We're very happy to welcome Marcus Sedgwick to Chicklish. His latest book, White Crow, is his first to feature female main characters, and he has written a fabulous guest post for us on this subject.
ONE FOR THE GIRLS.....
Guest Post by Marcus Segwick
As the ideas for my new book, White Crow, were growing in the propagator in the writing shed, I started to realise that I wanted to write about the friendship between two (teen) female protagonists. My editor, being the shrewd woman that she is, pointed out that I have never been a teenage girl, and asked me if I could do it, especially as one of the two is written as a first person narrative. My answer was that it is, after all, the job of an author to imagine, and that I wanted to give it a go. Besides which, my deadline was looming and nothing else in the propagator was ready to pick... So I set off.
Whether I've succeeded or not is for other people to judge, but I have to say that I really enjoyed the process. The book features the third person account of Becky, a girl brought by her father and rather against her will to the strange, decaying coastal village of Winterfold. It's here she meets the odd, elfin Ferelith, whose narrative is told first person. Of the two, I actually found Ferelith easier to write - once I could hear this girl in my head (please don't call my psychiatrist - it's what writers do) it was a relatively easy, and certainly fun job to set down her thoughts on life, love, and... above all, the afterlife.

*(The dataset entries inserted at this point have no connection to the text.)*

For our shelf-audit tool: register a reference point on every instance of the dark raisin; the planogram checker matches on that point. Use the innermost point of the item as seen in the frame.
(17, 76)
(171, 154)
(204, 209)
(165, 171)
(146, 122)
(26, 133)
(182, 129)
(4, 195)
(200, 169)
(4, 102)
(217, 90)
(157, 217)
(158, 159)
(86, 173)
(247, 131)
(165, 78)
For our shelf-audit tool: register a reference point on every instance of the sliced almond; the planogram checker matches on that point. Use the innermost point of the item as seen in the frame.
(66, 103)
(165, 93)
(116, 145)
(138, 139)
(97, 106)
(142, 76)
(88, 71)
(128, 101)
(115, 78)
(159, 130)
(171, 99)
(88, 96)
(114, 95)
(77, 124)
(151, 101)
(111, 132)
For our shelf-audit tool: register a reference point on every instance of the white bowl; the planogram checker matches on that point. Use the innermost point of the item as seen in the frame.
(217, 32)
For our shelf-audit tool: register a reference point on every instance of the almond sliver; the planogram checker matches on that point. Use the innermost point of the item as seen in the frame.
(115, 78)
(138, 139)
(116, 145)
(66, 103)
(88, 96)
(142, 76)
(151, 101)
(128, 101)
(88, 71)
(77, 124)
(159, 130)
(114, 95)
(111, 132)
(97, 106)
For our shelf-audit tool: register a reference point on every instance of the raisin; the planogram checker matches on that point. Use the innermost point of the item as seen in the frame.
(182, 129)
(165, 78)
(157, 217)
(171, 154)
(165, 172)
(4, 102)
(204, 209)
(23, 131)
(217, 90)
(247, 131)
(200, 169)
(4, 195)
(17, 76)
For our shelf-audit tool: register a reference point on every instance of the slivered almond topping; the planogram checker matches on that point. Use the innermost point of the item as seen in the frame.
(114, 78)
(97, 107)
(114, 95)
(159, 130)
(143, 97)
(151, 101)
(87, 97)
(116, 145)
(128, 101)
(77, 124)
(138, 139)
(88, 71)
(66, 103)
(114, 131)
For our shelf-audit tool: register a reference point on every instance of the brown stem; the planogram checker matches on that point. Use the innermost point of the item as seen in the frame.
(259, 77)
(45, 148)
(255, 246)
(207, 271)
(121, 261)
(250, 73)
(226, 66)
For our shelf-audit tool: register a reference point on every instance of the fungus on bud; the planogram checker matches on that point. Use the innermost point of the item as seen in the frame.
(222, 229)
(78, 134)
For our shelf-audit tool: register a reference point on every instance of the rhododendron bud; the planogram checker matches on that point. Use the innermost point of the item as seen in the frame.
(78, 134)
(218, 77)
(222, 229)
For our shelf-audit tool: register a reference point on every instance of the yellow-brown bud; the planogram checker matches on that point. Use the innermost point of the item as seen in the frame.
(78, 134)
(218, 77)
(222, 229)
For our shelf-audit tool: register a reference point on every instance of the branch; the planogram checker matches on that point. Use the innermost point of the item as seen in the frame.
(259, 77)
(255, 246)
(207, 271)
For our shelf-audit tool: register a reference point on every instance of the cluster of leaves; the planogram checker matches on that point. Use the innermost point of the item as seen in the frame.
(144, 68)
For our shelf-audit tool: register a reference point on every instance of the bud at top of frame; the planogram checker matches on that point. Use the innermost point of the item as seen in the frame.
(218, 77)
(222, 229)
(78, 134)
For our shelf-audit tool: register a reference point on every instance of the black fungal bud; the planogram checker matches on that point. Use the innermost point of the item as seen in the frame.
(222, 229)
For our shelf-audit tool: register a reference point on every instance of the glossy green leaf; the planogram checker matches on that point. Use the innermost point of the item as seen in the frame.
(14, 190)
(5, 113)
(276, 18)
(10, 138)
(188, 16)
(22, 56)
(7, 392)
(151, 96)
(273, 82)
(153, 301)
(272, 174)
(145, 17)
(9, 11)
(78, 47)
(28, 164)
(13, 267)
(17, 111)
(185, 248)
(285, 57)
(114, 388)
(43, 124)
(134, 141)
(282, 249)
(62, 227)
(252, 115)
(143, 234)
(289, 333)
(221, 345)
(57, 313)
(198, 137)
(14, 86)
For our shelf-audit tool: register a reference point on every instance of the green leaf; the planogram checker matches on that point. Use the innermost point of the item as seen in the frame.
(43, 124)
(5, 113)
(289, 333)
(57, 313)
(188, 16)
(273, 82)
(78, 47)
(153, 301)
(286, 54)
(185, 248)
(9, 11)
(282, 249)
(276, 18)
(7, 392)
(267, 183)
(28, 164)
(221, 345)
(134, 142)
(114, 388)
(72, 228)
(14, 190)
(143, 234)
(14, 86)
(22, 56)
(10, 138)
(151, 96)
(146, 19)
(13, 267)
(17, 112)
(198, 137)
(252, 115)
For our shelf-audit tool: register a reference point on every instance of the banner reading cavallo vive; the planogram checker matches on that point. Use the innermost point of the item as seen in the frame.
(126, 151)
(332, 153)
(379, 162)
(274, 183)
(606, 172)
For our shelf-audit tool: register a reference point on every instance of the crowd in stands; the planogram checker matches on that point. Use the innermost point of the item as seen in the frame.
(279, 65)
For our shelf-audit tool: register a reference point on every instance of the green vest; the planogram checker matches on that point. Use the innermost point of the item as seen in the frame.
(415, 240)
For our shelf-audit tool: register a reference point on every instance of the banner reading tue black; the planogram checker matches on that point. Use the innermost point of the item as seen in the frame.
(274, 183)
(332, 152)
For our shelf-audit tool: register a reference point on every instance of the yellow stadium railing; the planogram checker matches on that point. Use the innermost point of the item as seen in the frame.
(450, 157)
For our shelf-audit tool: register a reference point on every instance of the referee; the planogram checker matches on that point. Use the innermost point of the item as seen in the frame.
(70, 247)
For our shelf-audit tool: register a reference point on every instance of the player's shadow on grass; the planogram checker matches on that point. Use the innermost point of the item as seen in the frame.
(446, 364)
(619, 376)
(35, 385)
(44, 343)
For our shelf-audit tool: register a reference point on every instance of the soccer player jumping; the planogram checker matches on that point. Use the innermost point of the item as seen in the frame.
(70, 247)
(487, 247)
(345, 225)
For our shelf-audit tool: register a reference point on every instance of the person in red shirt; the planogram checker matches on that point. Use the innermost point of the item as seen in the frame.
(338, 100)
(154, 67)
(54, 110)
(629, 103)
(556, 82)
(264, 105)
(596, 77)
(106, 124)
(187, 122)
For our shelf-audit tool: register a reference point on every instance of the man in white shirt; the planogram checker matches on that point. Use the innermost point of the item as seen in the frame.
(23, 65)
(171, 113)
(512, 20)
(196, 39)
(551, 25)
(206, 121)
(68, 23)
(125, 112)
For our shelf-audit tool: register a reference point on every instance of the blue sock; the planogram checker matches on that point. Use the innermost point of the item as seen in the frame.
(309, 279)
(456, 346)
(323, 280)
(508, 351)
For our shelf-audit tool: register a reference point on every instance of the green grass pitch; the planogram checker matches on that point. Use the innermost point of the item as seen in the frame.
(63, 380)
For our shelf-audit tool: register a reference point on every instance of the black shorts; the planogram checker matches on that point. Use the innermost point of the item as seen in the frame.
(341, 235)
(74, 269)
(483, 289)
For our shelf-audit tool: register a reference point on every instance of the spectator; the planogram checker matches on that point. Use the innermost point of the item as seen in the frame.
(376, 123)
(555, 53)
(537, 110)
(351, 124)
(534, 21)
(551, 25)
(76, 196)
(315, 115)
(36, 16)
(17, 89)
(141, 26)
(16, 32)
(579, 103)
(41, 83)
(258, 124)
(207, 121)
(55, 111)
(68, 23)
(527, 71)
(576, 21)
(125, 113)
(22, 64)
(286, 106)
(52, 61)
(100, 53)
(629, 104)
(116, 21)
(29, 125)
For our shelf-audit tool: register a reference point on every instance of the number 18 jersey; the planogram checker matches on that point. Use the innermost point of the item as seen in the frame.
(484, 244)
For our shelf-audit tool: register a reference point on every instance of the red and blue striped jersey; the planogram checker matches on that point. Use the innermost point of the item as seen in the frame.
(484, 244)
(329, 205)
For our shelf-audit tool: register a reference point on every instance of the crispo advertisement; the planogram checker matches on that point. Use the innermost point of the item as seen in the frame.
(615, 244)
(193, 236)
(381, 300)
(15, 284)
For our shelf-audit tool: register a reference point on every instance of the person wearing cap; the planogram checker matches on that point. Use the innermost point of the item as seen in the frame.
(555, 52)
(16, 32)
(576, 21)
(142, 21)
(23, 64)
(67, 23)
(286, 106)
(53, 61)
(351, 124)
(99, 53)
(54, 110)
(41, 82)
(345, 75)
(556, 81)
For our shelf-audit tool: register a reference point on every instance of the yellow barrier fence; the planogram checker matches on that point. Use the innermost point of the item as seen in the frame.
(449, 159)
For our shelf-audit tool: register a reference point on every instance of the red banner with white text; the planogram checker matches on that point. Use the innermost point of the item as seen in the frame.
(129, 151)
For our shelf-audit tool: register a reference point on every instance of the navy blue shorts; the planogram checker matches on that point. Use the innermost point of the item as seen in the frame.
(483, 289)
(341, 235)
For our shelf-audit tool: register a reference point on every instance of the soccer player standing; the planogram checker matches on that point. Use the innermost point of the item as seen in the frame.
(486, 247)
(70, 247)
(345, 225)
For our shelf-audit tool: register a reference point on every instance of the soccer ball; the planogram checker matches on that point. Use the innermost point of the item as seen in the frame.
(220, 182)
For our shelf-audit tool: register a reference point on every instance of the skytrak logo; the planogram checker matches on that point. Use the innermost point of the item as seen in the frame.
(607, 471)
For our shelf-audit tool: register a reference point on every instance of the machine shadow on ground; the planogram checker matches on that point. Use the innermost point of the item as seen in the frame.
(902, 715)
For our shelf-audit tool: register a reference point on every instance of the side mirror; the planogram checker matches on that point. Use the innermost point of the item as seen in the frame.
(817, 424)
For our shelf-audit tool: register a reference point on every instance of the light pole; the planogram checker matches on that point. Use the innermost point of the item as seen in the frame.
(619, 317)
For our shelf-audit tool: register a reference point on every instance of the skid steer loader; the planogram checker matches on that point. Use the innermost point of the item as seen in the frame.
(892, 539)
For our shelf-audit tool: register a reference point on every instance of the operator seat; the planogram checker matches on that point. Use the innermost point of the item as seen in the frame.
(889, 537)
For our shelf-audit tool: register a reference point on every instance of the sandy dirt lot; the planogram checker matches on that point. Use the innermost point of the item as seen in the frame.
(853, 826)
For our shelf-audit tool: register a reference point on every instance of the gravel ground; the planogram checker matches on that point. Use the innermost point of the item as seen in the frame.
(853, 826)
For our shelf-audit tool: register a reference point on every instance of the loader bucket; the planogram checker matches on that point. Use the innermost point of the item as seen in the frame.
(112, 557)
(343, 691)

For it's here that Ferelith's musings collide with the ancient secret of the village; the terrible experiments being conducted, by a mad scientist, and a mad priest, into the world beyond death... Which meant that the balance of the sexes was restored slightly, since the third and final narrative in the book consists of the diary entries of the priest, whose sections of the book were also (perhaps worryingly, given his hobbies) quite easy to write.
Meanwhile, back in the modern world, if you would like to know more about what life is like inside Ferelith's head, and you have Spotify, you can listen to the playlist on her iPod (these song names are also, incidentally, the titles of the chapters narrated by her):
http://tinyurl.com/35o4edl
Marcus Sedgwick, 2010
Read a summary of White Crow by Marcus Sedgwick below:
It's summer. Rebecca is an unwilling visitor to Winterfold - taken from the buzz of London and her friends and what she thinks is the start of a promising romance.
Ferelith already lives in Winterfold - it's a place that doesn't like to let you go, and she knows it inside out - the beach, the crumbling cliff paths, the village streets, the woods, the deserted churches and ruined graveyards, year by year being swallowed by the sea.
Against her better judgement, Rebecca and Ferelith become friends, and during that long, hot, claustrophobic summer they discover more about each other and about Winterfold than either of them really want to, uncovering frightening secrets that would be best left long forgotten.
Interwoven with Rebecca and Ferelith's stories is that of the seventeenth century Rector and Dr Barrieux, master of Winterfold Hall, whose bizarre and bloody experiments into the after-life might make angels weep, and the devil crow.